Kemudian terjadi penurunan tekanan perfusi yang berlanjut pada hipoksia ataupun anoksia
jaringan yang berimplikasi pada keaadan syok yang membahayakan penderita.

Gambar 2 : Patofisiologi Reaksi Anafilaksis

V. Manifestasi Klinis
Manifestasi klinis anafilaksis sangat bervariasi. Secara klinik terdapat 3 tipe dari reaksi
anafilaktik, yaitu reaksi cepat yang terjadi beberapa menit sampai 1 jam setelah terpapar
dengan alergen; reaksi moderat terjadi antara 1 sampai 24 jam setelah terpapar dengan
allergen,serta reaksi lambat terjadi lebih dari 24 jam setelah terpapar dengan alergen.

Gejala dapat dimulai dengan gejala prodormal baru menjadi berat, tetapi kadang-
kadang langsung berat. Berdasarkan derajat keluhan, anafilaksis juga dibagi dalam derajat
ringan, sedang, dan berat. Derajat ringan sering dengan keluhan kesemutan perifer, sensasi
hangat, rasa sesak di mulut dan tenggorok. Dapat juga terjadi kongesti hidung,
pembengkakan periorbital, pruritus, bersin-bersin, dan mata berair. Awitan gejala-gejala
dimulai dalam 2 jam pertama setelah pemajanan. Derajat sedang dapat mencakup semua
gejala-gejala ringan ditambah bronkospasme dan edema jalan nafas atau laring dengan
dispnea, batuk dan mengi. Wajah kemerahan, hangat, ansietas, dan gatal-gatal juga sering
terjadi. Awitan gejala-gejala sama dengan reaksi ringan. Derajat berat mempunyai awitan
yang sangat mendadak dengan tanda- tanda dan gejala-gejala yang sama seperti yang telah
disebutkan diatas disertai kemajuan yang pesat kearah bronkospame, edema laring, dispnea
berat, dan sianosis. Bisa diiringi gejala disfagia, keram pada abdomen, muntah, diare, dan
kejang-kejang. Henti jantung dan koma jarang terjadi. Kematian dapat disebabkan oleh gagal
napas, aritmia ventrikel atau renjatan yang irreversible.

Gejala dapat terjadi segera setelah terpapar dengan antigen dan dapat terjadi pada satu
atau lebih organ target, antara lain kardiovaskuler, respirasi, gastrointestinal, kulit, mata,
susunan saraf pusat dan sistem saluran kencing, dan sistem yang lain. Keluhan yang sering
dijumpai pada fase permulaan ialah rasa takut, perih dalam mulut, gatal pada mata dan kulit,
panas dan kesemutan pada tungkai, sesak, serak, mual, pusing, lemas dan sakit perut.

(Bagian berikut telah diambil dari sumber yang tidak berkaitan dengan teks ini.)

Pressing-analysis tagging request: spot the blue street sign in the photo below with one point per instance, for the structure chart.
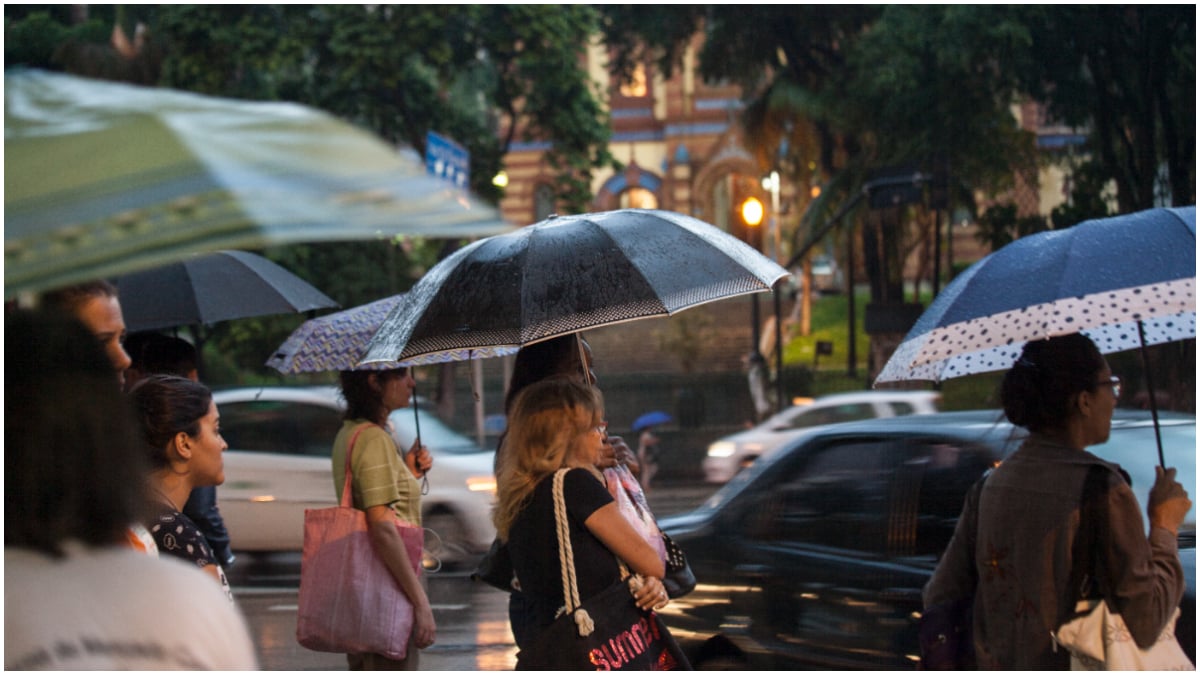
(447, 159)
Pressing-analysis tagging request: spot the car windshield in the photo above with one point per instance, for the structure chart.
(1134, 448)
(436, 434)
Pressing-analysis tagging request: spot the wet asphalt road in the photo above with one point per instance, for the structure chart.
(473, 627)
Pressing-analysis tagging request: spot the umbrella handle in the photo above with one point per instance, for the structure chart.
(417, 418)
(1150, 392)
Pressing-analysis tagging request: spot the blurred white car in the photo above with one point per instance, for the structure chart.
(738, 451)
(279, 465)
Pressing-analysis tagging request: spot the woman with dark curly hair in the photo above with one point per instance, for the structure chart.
(387, 485)
(181, 435)
(557, 423)
(76, 596)
(1054, 523)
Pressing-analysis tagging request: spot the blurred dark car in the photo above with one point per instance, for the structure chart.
(816, 556)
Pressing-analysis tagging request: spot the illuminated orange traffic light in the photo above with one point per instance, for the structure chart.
(751, 211)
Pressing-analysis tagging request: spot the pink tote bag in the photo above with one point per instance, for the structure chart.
(349, 602)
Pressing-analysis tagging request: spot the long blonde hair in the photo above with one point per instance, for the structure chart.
(546, 423)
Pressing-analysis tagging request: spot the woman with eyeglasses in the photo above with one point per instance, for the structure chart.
(557, 423)
(1055, 524)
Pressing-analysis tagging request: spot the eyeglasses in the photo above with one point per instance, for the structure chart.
(1115, 382)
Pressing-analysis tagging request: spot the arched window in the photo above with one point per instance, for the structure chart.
(639, 198)
(636, 87)
(543, 202)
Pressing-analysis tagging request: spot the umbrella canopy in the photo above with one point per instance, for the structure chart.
(1111, 279)
(568, 274)
(337, 341)
(211, 287)
(652, 418)
(106, 178)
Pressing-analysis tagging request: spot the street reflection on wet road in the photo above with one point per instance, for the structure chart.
(473, 626)
(473, 617)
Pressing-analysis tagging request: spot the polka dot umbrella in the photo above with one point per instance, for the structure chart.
(1126, 281)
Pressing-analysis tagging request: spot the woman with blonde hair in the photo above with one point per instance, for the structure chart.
(555, 424)
(385, 485)
(181, 437)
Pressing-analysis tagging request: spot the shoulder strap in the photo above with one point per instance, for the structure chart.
(567, 559)
(347, 497)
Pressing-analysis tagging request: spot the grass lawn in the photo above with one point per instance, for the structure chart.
(829, 323)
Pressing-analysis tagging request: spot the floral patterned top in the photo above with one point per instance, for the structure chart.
(175, 535)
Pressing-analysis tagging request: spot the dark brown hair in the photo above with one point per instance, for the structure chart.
(364, 401)
(1037, 392)
(71, 298)
(72, 466)
(167, 405)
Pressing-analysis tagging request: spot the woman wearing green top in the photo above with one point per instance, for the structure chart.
(387, 485)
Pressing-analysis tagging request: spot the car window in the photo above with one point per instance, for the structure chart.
(833, 414)
(942, 471)
(832, 497)
(287, 428)
(1135, 449)
(876, 496)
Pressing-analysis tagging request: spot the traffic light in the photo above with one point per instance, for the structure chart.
(748, 210)
(750, 213)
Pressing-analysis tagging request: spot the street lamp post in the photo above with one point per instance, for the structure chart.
(751, 213)
(771, 184)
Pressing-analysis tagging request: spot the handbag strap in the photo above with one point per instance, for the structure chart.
(1085, 549)
(347, 497)
(567, 560)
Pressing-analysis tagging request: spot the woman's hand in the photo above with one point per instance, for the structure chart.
(652, 593)
(1168, 502)
(616, 452)
(418, 459)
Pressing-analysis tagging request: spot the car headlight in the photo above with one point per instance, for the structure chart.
(481, 484)
(723, 449)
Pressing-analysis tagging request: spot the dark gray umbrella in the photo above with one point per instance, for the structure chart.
(1125, 281)
(207, 288)
(568, 274)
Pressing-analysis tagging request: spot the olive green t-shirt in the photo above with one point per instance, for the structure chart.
(378, 471)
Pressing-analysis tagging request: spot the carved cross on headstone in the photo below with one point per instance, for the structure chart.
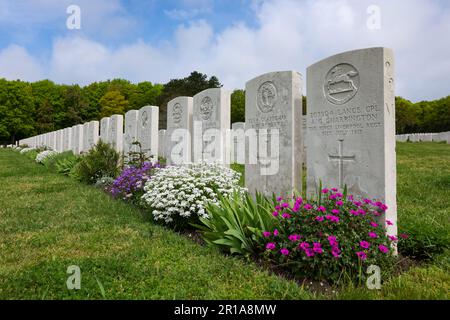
(341, 158)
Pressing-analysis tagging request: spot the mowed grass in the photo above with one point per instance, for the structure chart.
(49, 222)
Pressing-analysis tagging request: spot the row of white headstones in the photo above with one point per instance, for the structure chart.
(350, 127)
(424, 137)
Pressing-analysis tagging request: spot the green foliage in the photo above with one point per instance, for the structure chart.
(235, 224)
(238, 106)
(64, 165)
(100, 161)
(332, 237)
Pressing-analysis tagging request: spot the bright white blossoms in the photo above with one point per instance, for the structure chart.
(184, 191)
(44, 155)
(25, 150)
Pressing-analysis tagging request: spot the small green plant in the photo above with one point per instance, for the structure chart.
(100, 161)
(235, 224)
(137, 158)
(52, 162)
(66, 164)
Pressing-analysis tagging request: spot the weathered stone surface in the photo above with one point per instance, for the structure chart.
(211, 120)
(351, 126)
(115, 135)
(130, 136)
(148, 130)
(162, 143)
(104, 129)
(179, 129)
(238, 143)
(273, 115)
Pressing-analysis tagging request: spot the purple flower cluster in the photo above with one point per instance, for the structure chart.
(132, 180)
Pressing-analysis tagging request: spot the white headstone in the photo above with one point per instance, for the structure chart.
(273, 109)
(162, 143)
(211, 120)
(104, 129)
(115, 135)
(93, 134)
(77, 139)
(148, 130)
(86, 146)
(179, 130)
(130, 135)
(351, 126)
(238, 142)
(67, 133)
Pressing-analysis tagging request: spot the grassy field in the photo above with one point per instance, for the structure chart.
(49, 222)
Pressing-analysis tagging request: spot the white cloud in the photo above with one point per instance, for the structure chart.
(289, 35)
(17, 63)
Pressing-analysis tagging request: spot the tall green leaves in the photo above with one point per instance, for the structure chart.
(236, 223)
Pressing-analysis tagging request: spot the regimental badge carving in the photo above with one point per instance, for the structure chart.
(144, 118)
(267, 96)
(206, 108)
(177, 113)
(341, 83)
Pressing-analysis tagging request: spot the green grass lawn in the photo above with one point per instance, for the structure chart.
(49, 222)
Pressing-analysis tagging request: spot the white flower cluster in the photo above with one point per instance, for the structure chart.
(44, 155)
(185, 191)
(25, 150)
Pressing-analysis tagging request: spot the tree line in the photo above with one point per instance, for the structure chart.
(28, 109)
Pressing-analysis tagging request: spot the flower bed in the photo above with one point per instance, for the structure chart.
(179, 194)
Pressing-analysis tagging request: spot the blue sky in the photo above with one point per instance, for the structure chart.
(236, 40)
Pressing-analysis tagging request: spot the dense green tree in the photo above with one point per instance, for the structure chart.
(238, 106)
(16, 110)
(113, 102)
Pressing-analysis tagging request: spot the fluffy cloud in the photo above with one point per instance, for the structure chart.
(17, 63)
(287, 35)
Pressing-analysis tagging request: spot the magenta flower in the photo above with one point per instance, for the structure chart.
(361, 255)
(383, 248)
(335, 252)
(373, 235)
(364, 244)
(303, 245)
(332, 240)
(309, 252)
(317, 247)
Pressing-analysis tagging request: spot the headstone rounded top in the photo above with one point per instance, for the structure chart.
(341, 83)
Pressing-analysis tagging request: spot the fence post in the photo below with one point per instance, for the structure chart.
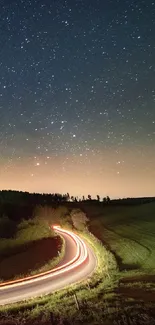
(76, 301)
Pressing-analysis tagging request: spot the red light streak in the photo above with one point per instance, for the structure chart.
(79, 259)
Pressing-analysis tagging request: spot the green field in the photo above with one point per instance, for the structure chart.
(31, 247)
(122, 290)
(129, 232)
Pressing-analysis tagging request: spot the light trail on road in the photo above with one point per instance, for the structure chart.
(79, 262)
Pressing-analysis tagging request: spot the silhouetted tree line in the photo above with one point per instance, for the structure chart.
(20, 205)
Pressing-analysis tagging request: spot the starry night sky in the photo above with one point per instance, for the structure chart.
(77, 96)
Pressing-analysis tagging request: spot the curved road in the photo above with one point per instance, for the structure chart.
(78, 263)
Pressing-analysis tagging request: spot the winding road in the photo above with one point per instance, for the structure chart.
(78, 263)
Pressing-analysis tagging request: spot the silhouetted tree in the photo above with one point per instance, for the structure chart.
(104, 200)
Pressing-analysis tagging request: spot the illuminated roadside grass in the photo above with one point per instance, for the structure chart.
(62, 302)
(17, 251)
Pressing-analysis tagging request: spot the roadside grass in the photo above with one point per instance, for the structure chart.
(121, 290)
(34, 248)
(129, 233)
(62, 303)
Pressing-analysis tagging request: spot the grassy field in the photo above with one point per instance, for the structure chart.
(121, 291)
(31, 248)
(129, 232)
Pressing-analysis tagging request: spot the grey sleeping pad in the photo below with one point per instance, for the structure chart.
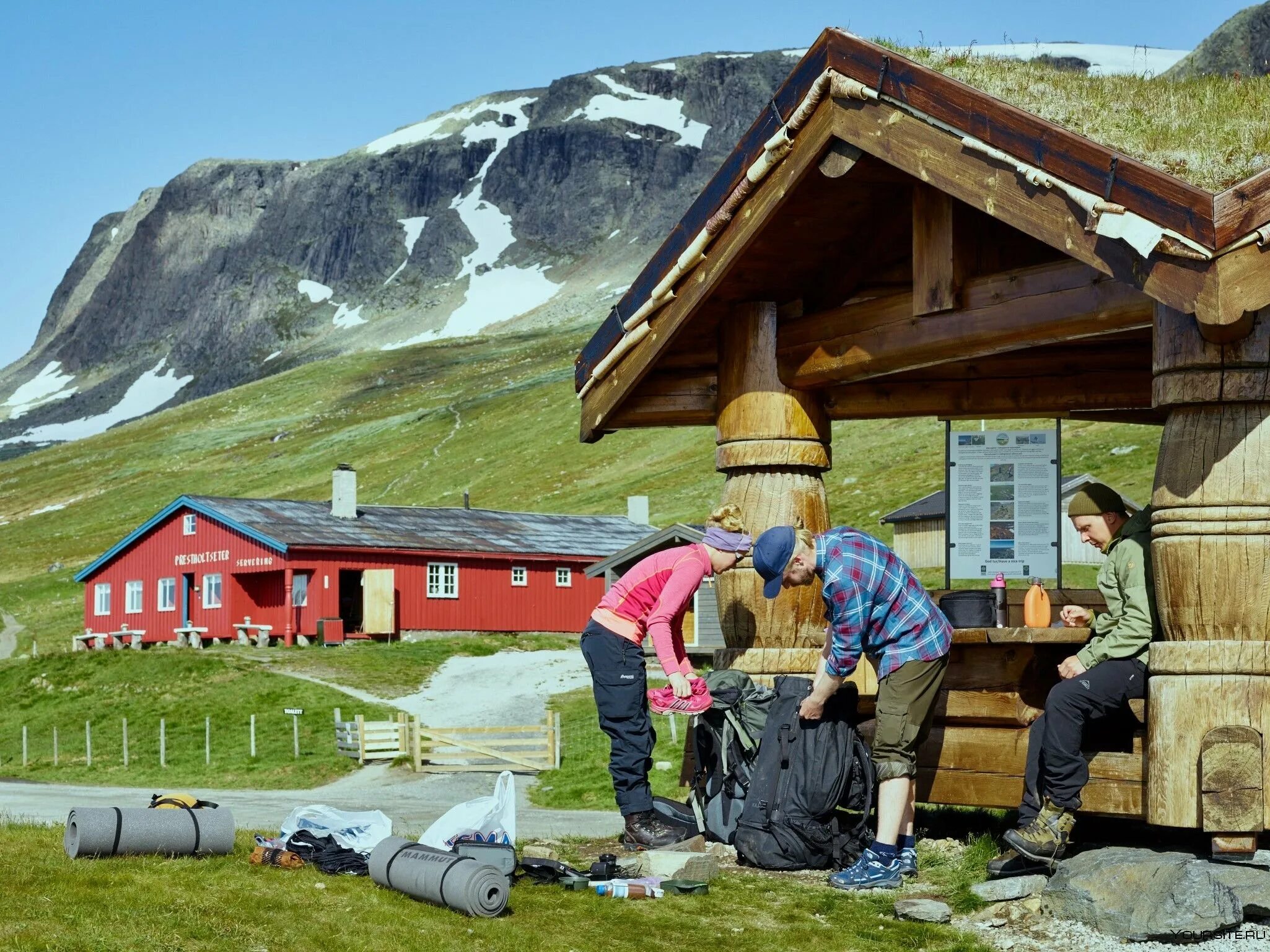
(108, 831)
(435, 876)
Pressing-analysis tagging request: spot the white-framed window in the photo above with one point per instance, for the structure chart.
(442, 580)
(102, 598)
(167, 595)
(300, 589)
(212, 590)
(133, 597)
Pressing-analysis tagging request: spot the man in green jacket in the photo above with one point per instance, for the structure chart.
(1099, 681)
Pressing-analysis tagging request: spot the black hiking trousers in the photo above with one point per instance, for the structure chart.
(1056, 767)
(620, 684)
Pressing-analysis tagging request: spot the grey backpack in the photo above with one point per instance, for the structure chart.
(724, 741)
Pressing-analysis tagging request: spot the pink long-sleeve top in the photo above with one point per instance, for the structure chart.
(652, 600)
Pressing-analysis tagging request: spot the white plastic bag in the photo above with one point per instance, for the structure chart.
(487, 819)
(349, 829)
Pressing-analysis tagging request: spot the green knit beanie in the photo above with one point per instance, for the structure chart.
(1097, 499)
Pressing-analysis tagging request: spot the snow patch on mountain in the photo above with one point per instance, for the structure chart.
(643, 110)
(45, 388)
(146, 394)
(493, 294)
(317, 292)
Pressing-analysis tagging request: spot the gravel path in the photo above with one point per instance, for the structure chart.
(412, 800)
(510, 687)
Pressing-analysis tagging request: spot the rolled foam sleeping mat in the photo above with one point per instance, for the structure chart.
(111, 831)
(439, 878)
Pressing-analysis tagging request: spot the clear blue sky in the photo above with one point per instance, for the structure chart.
(105, 99)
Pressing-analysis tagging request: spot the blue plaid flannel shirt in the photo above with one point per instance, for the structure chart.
(875, 606)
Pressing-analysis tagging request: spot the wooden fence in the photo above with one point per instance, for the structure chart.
(526, 748)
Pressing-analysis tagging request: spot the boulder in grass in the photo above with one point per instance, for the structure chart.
(1138, 894)
(1012, 888)
(922, 911)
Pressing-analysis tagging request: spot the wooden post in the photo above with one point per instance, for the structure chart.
(774, 445)
(555, 716)
(418, 748)
(1209, 692)
(937, 271)
(287, 634)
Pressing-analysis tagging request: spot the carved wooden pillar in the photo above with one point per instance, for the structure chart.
(774, 445)
(1211, 551)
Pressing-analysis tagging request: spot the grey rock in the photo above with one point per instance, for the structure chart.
(1250, 884)
(1014, 888)
(1138, 894)
(924, 911)
(202, 272)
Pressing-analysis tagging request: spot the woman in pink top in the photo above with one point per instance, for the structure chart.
(650, 601)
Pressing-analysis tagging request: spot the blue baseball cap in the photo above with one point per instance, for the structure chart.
(771, 554)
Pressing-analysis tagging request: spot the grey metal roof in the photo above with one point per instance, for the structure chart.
(932, 507)
(676, 535)
(307, 523)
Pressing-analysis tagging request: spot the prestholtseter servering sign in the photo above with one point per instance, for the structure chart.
(1002, 515)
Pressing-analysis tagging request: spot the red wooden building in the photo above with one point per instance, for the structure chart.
(209, 565)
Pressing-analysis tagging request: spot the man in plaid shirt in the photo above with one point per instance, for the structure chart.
(877, 607)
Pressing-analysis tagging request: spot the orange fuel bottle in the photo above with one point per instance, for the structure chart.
(1036, 613)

Pada mata terdapat hiperemi konjungtiva, edema, sekret mata yang berlebihan. Pada
rhinitis alergi dapat dijumpai allergic shiners, yaitu daerah di bawah palpebra inferior yang
menjadi gelap dan bengkak. Pada kulit terdapat eritema, edema, gatal, urtikaria, kulit terasa
hangat atau dingin, lembab/basah, dan diaphoresis.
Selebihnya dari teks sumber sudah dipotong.